Falling oil prices have boosted Treasury coffers as Chancellor George Osborne prepares for Wednesday's Budget

Falling oil prices have boosted Treasury coffers as Chancellor George Osborne prepares for Wednesday's Budget

Falling oil prices have boosted Treasury coffers as Chancellor George Osborne prepares for Wednesday's Budget

George Osborne will head into this week's Budget with a £5 billion pre-election war chest as tumbling oil prices help lower inflation and beef up the UK's growth outlook, economists predict.

The slide in oil - with a barrel of Brent crude today worth half as much as it was last summer - is largely responsible for the fiscal picture facing the Chancellor being better than expected at the time of his Autumn Statement in December.

Now Mr Osborne must decide whether to use the spare cash to fund pre-election giveaways or scale back austerity plans, or alternatively to salt away the windfall in order to boost his credentials on fiscal discipline.

Simon Wells, chief UK economist at HSBC, said: "Mr Osborne will be looking for vote-winning headlines.

"He stuck with a policy of fiscal austerity through the tough times of 2012 and early 2013. So he will not abandon austerity now that the economy is recovering, but with a general election on 7 May there is some scope for modest giveaways."

Lower oil prices have produced a double boost for the Chancellor.

Firstly, cheaper petrol is seen as likely to boost consumer spending, lifting the wider economy - leading to upgraded growth forecasts in Wednesday's Budget - and feeding through to Treasury receipts.

Secondly, oil is also largely responsible for another positive impact on the Government's coffers via its impact on inflation and therefore public sector debt.

That is because it has helped Consumer Price Index (CPI) inflation fall to a record low of 0.3% and expectations that it will soon turn negative before remaining at around zero for much of the rest of the year.

Low inflation means lower payments by the Government to service index-linked debt.

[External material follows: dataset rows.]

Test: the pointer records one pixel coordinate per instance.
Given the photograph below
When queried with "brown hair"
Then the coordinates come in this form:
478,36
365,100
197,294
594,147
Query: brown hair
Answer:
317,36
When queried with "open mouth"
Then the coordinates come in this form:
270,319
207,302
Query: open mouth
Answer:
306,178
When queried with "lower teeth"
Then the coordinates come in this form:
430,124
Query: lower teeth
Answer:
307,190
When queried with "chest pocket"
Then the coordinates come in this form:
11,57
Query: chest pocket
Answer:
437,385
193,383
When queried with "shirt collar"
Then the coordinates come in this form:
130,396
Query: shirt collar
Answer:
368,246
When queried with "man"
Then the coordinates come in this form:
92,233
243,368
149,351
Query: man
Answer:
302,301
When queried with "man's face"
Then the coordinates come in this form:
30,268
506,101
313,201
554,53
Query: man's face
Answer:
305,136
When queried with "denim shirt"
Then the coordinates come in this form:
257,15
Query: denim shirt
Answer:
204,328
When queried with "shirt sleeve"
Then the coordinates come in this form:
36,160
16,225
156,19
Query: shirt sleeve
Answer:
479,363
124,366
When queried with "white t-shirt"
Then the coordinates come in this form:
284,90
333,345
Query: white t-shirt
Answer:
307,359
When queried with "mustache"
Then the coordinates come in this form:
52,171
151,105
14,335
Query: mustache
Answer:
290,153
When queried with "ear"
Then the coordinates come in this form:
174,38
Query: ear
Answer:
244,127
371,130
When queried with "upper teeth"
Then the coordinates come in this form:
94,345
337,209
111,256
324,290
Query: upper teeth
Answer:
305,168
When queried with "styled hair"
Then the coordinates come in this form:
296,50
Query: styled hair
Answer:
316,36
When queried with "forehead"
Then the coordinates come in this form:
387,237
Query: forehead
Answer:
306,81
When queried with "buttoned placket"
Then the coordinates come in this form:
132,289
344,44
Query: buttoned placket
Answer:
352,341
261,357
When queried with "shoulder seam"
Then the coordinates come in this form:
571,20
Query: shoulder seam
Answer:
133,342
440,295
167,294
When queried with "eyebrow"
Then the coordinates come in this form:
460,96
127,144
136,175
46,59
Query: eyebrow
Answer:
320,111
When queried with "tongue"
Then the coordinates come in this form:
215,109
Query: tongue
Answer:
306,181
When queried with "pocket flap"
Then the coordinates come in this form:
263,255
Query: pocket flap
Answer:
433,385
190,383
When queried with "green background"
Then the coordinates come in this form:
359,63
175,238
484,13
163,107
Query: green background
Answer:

It also means lower increases on certain benefits.

Mr Wells predicts that lower inflation alone could reduce spending in the fiscal year from the start of April by £3.5 billion relative the latest December forecast by the independent Office for Budget Responsibility (OBR).

Lower oil prices will have a downward impact on North Sea oil tax receipts but this is expected to be more than offset by the positive impact on public sector finances from the wider economy.

Meanwhile revisions to official figures for earlier this year coupled with bumper self-assessment tax receipts producing a surplus in January mean 2014/15 borrowing looks likely to come in lower than expected.

The OBR predicted in December that the underlying deficit would fall from £97.5 billion in 2013/14 to £91.3 billion in the current fiscal year.

But HSBC expects this to be lower at £90.6 billion. They also see the OBR cutting its prediction for 2015/16's deficit from £75.9 billion to £73.4 billion.

They also predict official forecasts for growth will be upgraded from 2.4% to 2.7% for this year and from 2.2% to 2.5% for 2016.

Experts at consultancy Capital Economics said: "The recent downward revisions to borrowing, the drop in inflation (and inflation-linked debt payments) and a better growth outlook should free up around £5 billion for Mr Osborne to spend."

There may be a temptation to ease back on austerity after the OBR in December calculated that the fiscal plans he has pencilled in over the next few years would see the rate of spending as a portion of gross domestic product fall to its lowest since the 1930s.

"Of course, the Chancellor won't want to throw away his hard-won reputation for fiscal responsibility," Capital Economics said. "Nonetheless, he could scale back the planned spending cuts a bit.

"Although this would make barely a dent in their total size, it could counter criticism that he is cutting just on ideological grounds.

"And with the election just seven weeks after the Budget, he surely won't be able to resist the temptation to hand out a few billion in pre-election sweeteners."